Gagasan utama di balik tema tahun ini menggambarkan perjalanan karya-karya lokal yang sebelumnya belum banyak tersorot agar mampu bertransformasi menjadi identitas fesyen bernilai ekonomi tinggi. Semangat gerakan fesyen sirkular ini menekankan pentingnya pemanfaatan wastra lokal secara berkelanjutan, efisiensi bahan, serta inovasi desain yang berwawasan lingkungan. Langkah ini menegaskan bahwa pertumbuhan industri fesyen masa depan harus berjalan selaras dengan pelestarian budaya dan lingkungan.

Selama empat hari berturut-turut, MFT 2026 memanjakan para pecinta fesyen melalui peragaan busana, pameran, kompetisi desain, hingga lokakarya edukatif. Rangkaian kegiatan ini dirancang secara terpadu tidak hanya untuk mengasah kreativitas, tetapi juga untuk memperluas jejaring bisnis dan membuka akses pasar yang lebih luas bagi para pelaku industri kreatif Sumatera Utara.
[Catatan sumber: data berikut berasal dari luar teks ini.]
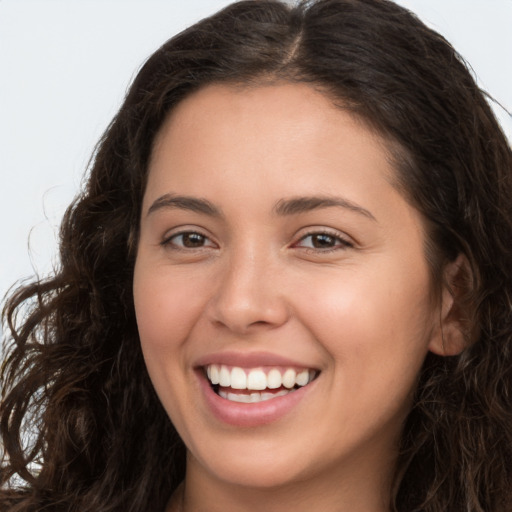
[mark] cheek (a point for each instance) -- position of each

Daya tarik utama gelaran ini terpancar dari panggung peraga yang menampilkan sebanyak 521 karya busana memukau. Hasil kreativitas 43 desainer ternama dan 120 emerging designer ini menyuguhkan beragam interpretasi modern atas kekayaan wastra Nusantara, khususnya kain khas Sumatera Utara, tanpa melupakan akar nilai autentiknya.

Acara resmi dibuka oleh Pimpinan Bank Indonesia Provinsi Sumatera Utara Ameriza Ma’ruf Moesa bersama Chairwoman IFC Lenny Agustin sebagai simbol sinergi antarlembaga. Ketua IFC Chapter Medan Dahnila Nasution menyampaikan bahwa MFT merupakan langkah nyata dalam mencetak talenta baru sekaligus memperkuat daya saing UMKM fesyen agar mampu menembus kancah nasional hingga internasional.

Project Director MFT 2026 Sofya Moureen turut menegaskan bahwa ajang ini bukan sekadar panggung peragaan busana, melainkan sebuah gerakan bersama untuk menaikkan kelas karya lokal menjadi ikon fesyen baru Indonesia. Ke depan, keberhasilan sinergi MFT 2026 diharapkan dapat terus berlanjut sebagai agenda tahunan yang memperkokoh posisi Kota Medan sebagai salah satu pusat perkembangan industri fesyen dan ekonomi kreatif nasional.